Here's my Rhom , Usually on from 4 to 8 depending on the lighting.

New Rhom cam


----------



## Bcollins111900 (Feb 3, 2003)

looks good to me man what size tank is that


----------



## Winkyee (Feb 17, 2003)

Thanks ,








It's a 45 Gallon 36L 24H.


----------



## CKY (Apr 14, 2003)

That's pretty cool.







When will you be getting your Rhom?


----------



## Croz (Jan 29, 2003)

looking good man.


----------



## cfr3 (Feb 20, 2003)

Technology Rules!


----------



## Winkyee (Feb 17, 2003)

:smile: 
Thanks
I've got him in a 30 right now and am waiting until the 45 is cycled, 
(that's a first) I've still got to get the tank planted and figure out what gravel I am going to use .


----------



## Winkyee (Feb 17, 2003)

Here's a still shot for now if the cam is off.


----------



## Winkyee (Feb 17, 2003)

I've updated link in first post


----------



## phensway (Apr 7, 2003)

feed it


----------



## CKY (Apr 14, 2003)

Ya when do you feed it usually?? And what time would that be here in Hamilton Ont.?Cause that would be awsome to watch


----------



## Winkyee (Feb 17, 2003)

I feed him a few times a day , He eats when he wants.lol 
He ate one earlier but the cam isn't good enough to capture .I'm going to try another cam this weekend.


----------



## B4theAmazon (Apr 19, 2003)

Winkee, is it hit or miss w/ the cam being off, or do you have some appx. times, still havn't seen it yet, but the Rhom looks nice!


----------



## RhomZilla (Feb 12, 2003)

Much props winkyee, for PM'ing me and showing me the cam in your own time.

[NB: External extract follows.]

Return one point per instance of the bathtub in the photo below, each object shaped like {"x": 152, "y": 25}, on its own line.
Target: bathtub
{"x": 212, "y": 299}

Yeah, the vid cam was pretty dope!! First member to actually do one!!


----------



## JAWZ (Apr 16, 2003)

i like it! but when you put the rhom in there it'll probly want a little plant life so it can hide.


----------



## Winkyee (Feb 17, 2003)

Thanks :smile:

I'll usually have the cam on from about 4 pm to 8 pm depending on the lighting while he's in this tank, I'm finishing a 45 for him now with better lighting that should be better.
Thanks

Pete (Winkyee)


----------



## baz (May 6, 2003)

nice one


----------



## Innes (Jan 13, 2003)

test


----------



## EMJAY (Feb 27, 2003)

bad link


----------



## RhomZilla (Feb 12, 2003)

If this is the same one Ive seen from the past, then







if not, then I missed out


----------